Sonya Thomas lcsw

Viewpoint Diversity – Part 1

I am confident that I am not alone in the stuggle to make sense of what has been going on in our county over the past 18 -24 months, begining with the 2016 campaign season, though the election and continuing on today.  Clients come to therapy discussing their anxieites over the state of the union.  Families are divided.  Incivility abounds on social media.  We choose our own echo chambers and rarely leave them.  Our righteous indignation feels deserved and we bristle when challenged to see things from any other angle besides our own.  For all of the above reasons and more, I have devoted the past year to the persuit of viewpoint diveristy, delving deeply into the concept and it’s ancillary threads.  I hope that this series will serve as an invitation to you to explore this concept and in so doing, perhaps gain a deeper understanding of not only yourself, but also others on the opposite end of the ideologiccal speactrum.

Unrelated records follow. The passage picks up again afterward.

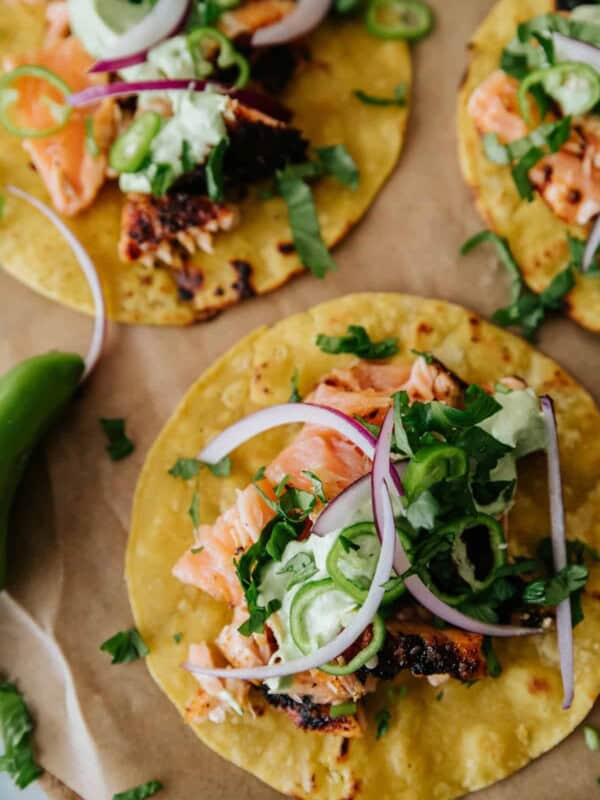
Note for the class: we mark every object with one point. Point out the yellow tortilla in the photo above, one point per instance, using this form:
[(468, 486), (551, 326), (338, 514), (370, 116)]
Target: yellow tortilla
[(344, 58), (538, 239), (471, 737)]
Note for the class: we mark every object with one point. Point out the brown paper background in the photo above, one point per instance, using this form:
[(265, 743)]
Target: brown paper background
[(102, 728)]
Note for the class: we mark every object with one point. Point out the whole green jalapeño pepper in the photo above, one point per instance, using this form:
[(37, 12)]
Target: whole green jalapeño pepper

To start this journy, I participated in a 5 module immersion experience using the open mind app.  Open Mind is an interactive platform designed to depolarize communities and foster mutual understanding across differences.  Over the next several posts in this series, I will share the major takeaways from each module.

Here’s a summary of what I learned in Step 1:

  • There are two types of learning that complement one another: assimilation is when we encounter new information that we are able to fit it into our pre-existing mental structures, and accommodation is when we encounter new information that doesn’t fit. It takes extra effort (and sometimes discomfort) to accommodate new information by changing our existing mental structures.
  • Viewpoint diversity helps you get closer to the truth. In order to fully understand an issue, you need to challenge your assumptions and consider it from multiple angles.
  • Viewpoint diversity will help you be more persuasive. By engaging with people with whom you disagree, you can understand where they’re coming from, and craft arguments that will more likely appeal to them.
  • Viewpoint diversity will open up opportunities for growth and learning. Realizing that your views and opinions have evolved over time is a sure sign of intellectual development.
  • Therefore, it’s ideal to talk to both people with whom you agree and disagree, and try to learn from them why they believe what they believe.